Dunkirk, Dir. Christopher Nolan
21st July 2017
After a voyage into the Space Odyssey-esque, Christopher Nolan is back and this time he’s rolling back the clocks to Dunkirk. It does look a bit odd in the sense it looks or sort of cut-and-dry affair, devoid of those interesting angles Nolan likes to take on his material. While it does retain the heightened feel of realism that Nolan brings, even to films like Inception, The Prestige, or Memento, it will certainly have the scale and portray the states or that all-important evacuation.
It, Dir. Andrés Muschietti
8th September 2017
Another notable reboot from next year’s roster is the classic horror adaptation from Stephen King. Resurrecting Pennywise, either the reason so many people are scared of clowns or is a clown because King knew how they terrified people, will undoubtedly thrill people who were terrified by Tim Curry’s original portrayal of the clown. Dealing with themes of childhood trauma and exploiting the small-town backdrop that King enjoys so much, we’ll see a team of kids, including the likes of Stranger Things’s Finn Wolfhard and The Midnight Special’s Jaeden Liberher, as they discover the disturbing terrors of their hometown and make battle with the insidious Pennywise.

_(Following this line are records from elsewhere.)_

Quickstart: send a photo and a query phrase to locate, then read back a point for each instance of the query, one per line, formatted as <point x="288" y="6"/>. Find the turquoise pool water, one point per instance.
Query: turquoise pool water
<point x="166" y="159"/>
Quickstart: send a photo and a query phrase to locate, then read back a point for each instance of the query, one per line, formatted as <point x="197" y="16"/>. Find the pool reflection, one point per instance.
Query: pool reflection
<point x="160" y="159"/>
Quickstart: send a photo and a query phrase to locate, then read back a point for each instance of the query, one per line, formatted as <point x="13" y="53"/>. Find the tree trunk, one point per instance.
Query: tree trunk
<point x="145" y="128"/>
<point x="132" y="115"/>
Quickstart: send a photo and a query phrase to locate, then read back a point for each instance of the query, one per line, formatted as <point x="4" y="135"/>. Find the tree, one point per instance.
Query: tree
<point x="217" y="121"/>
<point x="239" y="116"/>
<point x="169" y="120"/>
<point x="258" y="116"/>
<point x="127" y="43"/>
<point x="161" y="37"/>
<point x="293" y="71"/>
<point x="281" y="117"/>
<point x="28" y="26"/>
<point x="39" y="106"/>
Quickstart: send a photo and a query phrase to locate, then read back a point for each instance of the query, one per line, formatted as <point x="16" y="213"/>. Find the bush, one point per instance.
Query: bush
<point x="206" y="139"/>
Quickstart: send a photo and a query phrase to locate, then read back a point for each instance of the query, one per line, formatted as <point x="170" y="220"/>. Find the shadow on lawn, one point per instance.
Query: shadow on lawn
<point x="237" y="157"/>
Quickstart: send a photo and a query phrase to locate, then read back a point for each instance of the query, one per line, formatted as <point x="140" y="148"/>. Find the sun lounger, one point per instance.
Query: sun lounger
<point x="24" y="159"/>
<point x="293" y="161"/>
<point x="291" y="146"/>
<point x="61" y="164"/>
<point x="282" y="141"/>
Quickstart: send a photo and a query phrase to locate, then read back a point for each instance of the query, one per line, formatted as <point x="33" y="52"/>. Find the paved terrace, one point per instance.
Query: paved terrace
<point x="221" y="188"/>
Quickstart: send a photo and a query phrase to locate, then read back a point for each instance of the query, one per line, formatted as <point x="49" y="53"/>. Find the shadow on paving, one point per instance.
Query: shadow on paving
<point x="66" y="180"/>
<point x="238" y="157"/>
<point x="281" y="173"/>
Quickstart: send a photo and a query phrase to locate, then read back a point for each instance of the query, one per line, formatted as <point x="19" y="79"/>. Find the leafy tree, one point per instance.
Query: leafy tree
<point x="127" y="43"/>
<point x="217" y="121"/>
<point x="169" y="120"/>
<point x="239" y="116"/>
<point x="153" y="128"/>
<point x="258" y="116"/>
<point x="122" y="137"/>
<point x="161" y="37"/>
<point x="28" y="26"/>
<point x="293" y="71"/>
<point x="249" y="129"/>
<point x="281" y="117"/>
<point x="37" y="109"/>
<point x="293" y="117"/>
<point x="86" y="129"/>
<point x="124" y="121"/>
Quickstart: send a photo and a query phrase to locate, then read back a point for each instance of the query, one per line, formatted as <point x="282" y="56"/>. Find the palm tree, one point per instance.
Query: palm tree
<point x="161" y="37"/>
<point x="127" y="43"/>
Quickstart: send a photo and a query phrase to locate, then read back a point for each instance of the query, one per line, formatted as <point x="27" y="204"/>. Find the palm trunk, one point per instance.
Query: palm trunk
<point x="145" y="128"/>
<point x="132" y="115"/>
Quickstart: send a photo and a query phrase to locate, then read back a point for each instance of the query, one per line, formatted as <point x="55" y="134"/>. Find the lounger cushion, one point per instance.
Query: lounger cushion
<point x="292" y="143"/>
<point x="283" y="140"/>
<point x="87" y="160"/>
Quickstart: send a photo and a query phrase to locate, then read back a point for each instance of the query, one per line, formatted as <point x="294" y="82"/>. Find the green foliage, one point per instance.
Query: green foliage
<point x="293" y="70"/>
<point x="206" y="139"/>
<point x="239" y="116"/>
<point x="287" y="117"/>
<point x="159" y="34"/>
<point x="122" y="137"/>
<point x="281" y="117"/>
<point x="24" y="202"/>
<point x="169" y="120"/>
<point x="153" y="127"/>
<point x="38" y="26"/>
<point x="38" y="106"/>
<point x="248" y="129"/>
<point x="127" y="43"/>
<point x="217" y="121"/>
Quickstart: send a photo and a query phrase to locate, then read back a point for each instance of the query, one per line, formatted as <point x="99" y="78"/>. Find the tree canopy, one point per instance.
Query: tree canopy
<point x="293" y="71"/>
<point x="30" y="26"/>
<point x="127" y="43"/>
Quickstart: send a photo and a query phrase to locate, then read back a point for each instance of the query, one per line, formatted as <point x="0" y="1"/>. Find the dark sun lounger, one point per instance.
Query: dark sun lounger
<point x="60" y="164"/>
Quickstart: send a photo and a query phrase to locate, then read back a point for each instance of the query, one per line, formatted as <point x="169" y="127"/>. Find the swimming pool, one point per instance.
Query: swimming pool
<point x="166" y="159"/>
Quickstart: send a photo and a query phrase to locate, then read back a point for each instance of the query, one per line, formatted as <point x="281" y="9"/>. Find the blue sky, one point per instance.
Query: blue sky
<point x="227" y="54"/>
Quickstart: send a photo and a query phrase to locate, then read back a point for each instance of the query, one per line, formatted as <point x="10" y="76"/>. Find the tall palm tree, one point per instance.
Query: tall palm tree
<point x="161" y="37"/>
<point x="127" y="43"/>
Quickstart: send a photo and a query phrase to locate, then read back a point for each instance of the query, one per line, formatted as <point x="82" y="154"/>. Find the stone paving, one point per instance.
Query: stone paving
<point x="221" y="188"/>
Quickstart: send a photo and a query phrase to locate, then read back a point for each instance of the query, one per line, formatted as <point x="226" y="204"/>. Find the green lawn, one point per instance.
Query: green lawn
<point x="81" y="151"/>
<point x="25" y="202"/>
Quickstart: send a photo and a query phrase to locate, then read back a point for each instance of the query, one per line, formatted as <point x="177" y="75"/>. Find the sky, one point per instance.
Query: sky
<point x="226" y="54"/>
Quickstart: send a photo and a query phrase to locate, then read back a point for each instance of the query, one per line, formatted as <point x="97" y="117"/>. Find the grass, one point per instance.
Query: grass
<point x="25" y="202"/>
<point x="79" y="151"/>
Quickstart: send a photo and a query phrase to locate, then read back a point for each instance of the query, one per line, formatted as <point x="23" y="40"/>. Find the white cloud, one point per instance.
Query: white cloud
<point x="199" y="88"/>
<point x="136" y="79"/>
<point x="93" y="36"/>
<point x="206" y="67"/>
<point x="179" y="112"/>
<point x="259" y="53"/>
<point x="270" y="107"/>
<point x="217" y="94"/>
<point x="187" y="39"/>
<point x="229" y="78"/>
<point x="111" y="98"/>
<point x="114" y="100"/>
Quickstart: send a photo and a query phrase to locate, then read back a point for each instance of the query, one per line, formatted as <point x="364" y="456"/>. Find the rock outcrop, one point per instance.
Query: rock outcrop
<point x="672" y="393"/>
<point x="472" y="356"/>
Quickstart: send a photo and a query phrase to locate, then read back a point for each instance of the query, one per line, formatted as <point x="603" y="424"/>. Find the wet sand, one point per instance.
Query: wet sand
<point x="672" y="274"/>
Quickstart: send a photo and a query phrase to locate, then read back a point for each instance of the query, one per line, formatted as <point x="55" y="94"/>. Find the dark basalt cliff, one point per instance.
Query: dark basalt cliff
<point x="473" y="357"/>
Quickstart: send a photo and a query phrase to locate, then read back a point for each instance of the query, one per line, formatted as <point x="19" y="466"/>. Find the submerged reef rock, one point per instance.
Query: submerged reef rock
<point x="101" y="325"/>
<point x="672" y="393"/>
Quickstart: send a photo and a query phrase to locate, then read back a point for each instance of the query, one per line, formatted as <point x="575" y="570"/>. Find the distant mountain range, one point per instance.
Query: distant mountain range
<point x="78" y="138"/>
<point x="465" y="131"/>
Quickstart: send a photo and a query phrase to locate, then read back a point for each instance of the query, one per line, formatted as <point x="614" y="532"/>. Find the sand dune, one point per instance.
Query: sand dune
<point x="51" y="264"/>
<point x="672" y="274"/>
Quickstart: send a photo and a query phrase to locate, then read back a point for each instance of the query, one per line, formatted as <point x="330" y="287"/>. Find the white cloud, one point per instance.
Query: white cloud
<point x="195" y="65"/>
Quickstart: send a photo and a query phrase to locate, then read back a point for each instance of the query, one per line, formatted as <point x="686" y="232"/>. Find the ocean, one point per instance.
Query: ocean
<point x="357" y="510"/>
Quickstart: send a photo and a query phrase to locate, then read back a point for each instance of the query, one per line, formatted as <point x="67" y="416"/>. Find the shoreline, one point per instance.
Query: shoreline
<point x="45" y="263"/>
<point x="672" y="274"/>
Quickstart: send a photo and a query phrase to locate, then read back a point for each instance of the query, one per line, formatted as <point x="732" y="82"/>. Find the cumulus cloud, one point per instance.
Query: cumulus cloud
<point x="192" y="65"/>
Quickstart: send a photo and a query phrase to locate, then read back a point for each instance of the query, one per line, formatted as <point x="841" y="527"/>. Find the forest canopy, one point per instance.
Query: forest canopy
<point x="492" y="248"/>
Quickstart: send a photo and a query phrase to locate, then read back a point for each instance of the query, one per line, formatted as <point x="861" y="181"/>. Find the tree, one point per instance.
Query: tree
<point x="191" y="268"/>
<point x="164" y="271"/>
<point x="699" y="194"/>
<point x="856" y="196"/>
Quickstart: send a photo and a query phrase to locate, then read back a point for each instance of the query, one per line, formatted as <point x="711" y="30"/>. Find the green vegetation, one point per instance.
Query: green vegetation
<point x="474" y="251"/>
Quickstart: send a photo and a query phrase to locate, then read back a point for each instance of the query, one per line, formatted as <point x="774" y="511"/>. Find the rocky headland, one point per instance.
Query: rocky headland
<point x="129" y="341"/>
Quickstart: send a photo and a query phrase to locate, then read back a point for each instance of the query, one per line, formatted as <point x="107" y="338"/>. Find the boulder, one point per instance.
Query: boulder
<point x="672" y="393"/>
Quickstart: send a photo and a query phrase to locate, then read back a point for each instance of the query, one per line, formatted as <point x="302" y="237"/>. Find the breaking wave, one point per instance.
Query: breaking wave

Blade Runner 2049, Dir. Denis Villeneuve
6th October 2017
Yet another reason Ridley Scott is probably going to make a lot of money next year, the Blade Runner sequel will apparently be hitting our screens. Starring Ryan Gosling as K, a new blade runner, and Harrison Ford, reprising his role as the famed Deckard, who has now been missing for thirty years, this could either rise high into the sky or crash and burn. While many will rejoice in a resurgence of the signature aesthetics and soundtrack of the original Blade Runner, with new locales of desert and desolation thrown in for good measure, many will undoubtedly be curious as to how the world of androids dreaming of electric sheep has changed and, to quote Gosling’s character, how the world of the original Blade Runner was “simpler”.
Coco, Dir. Lee Unkrich
8th December 2017
Pixar returns next year with a new original, Coco. While indeed we will also witness the advent of a third Cars installment, this new material could see Pixar go to places it never has before, to the Mexican “Dia De Los Muertos”. With nothing but images and a small plot synopsis to pique our interest, it looks like the film is set to be Pixar’s first big musical and some vibrant colours. Let’s just hope it’s nothing too close to Guillermo del Toro’s Book of Life, although Pixar do have a habit of always finding their own way of doing something.